Project 5 / Face Detection with a Sliding Window

In this project, we had to create a mutli-scale, sliding window face detector. The detector uses HoG features to train a linear SVM. My code include the following implimentation:

  1. The result with sliding window in multiscale
  2. Implement hard negative mining with sliding window
  3. Implement a HoG descriptor by myself
  4. Utilize alternative positive training date(UFI database)
  5. Try sift descriptor with sliding window

Implement Details

Features are represented with Histogram of Gradients computed via vl_hog in the vl_feat package. One important parameter here is the cell size of the histograms. I have tried to use 3, 4 and 6 pixels for the cell size. Smaller size gives better performance as images are described in finer detail, but slows down the algorithm significantly.

SVM training curve

Positive data and negative data are processed separately. The handling of positive data is straightforward: extract features for each image and return the results. Negative data are sampled randomly at different scales. Parameters include cell size, # of negative features, # of different scales has been tuned in the experiments

Classification of the training data uses a linear SVM. Performance on training set is almost perfect (accuracy around 0.98 ~ 1.00). Linear kernel requires less computational resources than other kernels, and with this task they provide similar performance. As mentioned in Dalal and Triggs, Gaussian kernel improves performance by 3% - 4%, but at the cost of a much higher run time.

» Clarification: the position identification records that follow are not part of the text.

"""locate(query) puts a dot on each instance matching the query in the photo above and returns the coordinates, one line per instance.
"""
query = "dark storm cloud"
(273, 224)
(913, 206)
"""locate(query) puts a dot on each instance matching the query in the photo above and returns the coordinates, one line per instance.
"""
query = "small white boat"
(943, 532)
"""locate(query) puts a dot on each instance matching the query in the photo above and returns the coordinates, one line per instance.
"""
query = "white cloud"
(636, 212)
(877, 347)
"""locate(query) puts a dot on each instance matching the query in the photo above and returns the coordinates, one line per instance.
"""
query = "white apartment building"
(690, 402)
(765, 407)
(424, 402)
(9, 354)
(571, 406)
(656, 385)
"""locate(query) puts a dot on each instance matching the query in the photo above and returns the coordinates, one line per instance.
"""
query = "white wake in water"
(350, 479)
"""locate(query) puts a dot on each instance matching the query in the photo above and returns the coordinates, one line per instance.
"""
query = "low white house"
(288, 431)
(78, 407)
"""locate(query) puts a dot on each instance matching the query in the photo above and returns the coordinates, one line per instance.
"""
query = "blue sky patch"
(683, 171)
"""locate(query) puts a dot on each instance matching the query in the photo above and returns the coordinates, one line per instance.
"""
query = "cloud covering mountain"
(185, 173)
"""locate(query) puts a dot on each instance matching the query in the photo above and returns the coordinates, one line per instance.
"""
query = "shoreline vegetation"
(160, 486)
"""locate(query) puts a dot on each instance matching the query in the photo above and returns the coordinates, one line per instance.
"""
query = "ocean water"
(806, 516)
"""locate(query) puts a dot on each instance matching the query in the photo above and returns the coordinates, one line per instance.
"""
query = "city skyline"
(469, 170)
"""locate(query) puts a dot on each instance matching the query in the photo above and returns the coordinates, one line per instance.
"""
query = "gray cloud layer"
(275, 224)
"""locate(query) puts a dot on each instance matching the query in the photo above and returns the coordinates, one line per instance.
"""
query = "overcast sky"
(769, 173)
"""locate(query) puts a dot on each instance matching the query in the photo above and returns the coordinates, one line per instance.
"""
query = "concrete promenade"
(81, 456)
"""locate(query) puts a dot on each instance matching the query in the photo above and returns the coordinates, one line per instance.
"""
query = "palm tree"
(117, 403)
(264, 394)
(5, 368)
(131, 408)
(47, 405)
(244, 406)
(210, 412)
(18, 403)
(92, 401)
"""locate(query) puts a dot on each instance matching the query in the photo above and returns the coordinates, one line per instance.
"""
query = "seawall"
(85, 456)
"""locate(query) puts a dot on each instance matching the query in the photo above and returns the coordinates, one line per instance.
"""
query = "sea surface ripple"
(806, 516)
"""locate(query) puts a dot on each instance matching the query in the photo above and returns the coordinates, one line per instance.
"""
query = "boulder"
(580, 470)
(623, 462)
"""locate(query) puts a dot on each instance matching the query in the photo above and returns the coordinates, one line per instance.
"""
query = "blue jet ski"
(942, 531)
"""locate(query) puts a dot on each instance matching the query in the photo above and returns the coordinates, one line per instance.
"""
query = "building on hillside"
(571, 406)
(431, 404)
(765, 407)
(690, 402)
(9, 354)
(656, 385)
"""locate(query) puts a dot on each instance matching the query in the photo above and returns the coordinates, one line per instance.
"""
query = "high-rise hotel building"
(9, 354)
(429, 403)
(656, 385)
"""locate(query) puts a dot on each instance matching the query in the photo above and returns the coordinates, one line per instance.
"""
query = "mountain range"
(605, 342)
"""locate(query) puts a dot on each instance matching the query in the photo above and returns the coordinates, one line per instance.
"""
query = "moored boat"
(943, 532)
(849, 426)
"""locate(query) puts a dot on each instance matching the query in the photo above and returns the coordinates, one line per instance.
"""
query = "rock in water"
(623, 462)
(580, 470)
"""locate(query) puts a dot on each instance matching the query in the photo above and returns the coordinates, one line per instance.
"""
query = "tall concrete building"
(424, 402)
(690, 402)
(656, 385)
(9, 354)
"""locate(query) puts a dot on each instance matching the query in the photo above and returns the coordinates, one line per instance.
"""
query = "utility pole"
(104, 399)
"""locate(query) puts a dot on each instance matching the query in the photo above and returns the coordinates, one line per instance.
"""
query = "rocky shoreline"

Detecting faces uses the sliding window approach in hog space. Each test image is rescaled to muti-scale, and then for every hog window of size 12 x 12 of the out put hog feature. Finally, windows that score above a threshold 0 go through non-maximum suppression, producing the final results.

The result with sliding window in multiscale

In the base line implimentation,positive training data are boosted with mirror image, negative data are sampled at a muti-scale, with 100000 samples and 3 pixel cell size. Sliding window detection uses 20 different scales (2.^(0:-0.2:-4)), and classifer threshold is 0. This implementation gives average precision of 0.932 as shown below, along with the HoG template. One can see that the template coarsely resembles the shape of a human face.

Precision Recall curve for sliding window in multiscale

Implement hard negative mining with sliding window

In hard negative mining, i run the detector on the images in 'non_face_scn_path', and keep all of the features above some confidence level, add then to the negative training feat. this process is iterated to more then 10 times. The advantage of hard negative mining can hardly be obersived with thousands of negative training data in muti-scale. Here we demostrate the effective of hard negative mining by comparing to the case when the negative training data is fixed to 5000.

hard negative mining in 20 iterating(left) compare with base line with 5000 negative traning examples(right):

Compare with the case when the negative training data is fixed to 5000, we can clearly see that the number of false proposed box by sliding windows is largely decreased while the average precision is still in a relative high level. The demostrate the effective of hard negative mining when the amount the negative training data is limited

Self-implemented HoG descriptor

I have implement the hog feature by myself via matlab, which result in 11x11x36 dimension for 36x36 patch. The matlab version of hog is slower than vl_hog since the core function in VL_hog is impliment via C++. Here, in order to maintain the runing speed, we calibrate the parameter with trade-off to the algorithm performance. The negative training data is lower to 10000.

We can see that the performance of implement Hog is ok, although is not as good as the VL_hog version. And this may be caused by some detail parameter in the hog descritor such as gamma normlization.

Utilize alternative positive training date(UFI database)

I have explore additional training data and test the performance with the algorithm. The UFI is a novel real-world database that contains images extracted from real photographs acquired by reporters of the Czech News Agency (CTK). It is further reported as Unconstrained Facial Images (UFI) database and is mainly intended to be used for benchmarking of the face identification methods. Here we adopt the cropped faces that were automatically extracted from the photographs using the Viola-Jones algorithm. The face size is thus almost uniform and the images contain just a small portion of background. In the algorithm, we resize the image to 32x32 and get hog descriptor.

We can obersived that the UFI database nearly not include any backward information. The cropped image only include the center of the face. Thereby the learning classfication parameter is different with previous learned. And the proposed box by the detector is relatively smaller. The training data together with the algorithm get 80.2% in the given test set.

Try Sift descriptor with sliding window

In this part, we use the sift descripter with the local box. Since the spatial arragement of the image is not the same as that of in the sift space, thereby, we crop the image first and then extract a single sift descriptor with vl_dsift(we set the step parameter very large which obtain a single sift descriptor in the middle of the crop image) which result in feature in 128 dimension. Other parameter such as scale or # of training data is the same with previous experiment.

We can see that the performance of the algorithm with sift descriptor is not as well as the HOG. The sift descriptor obtain 61.3% in the test set with lots of wrong bounding boxs.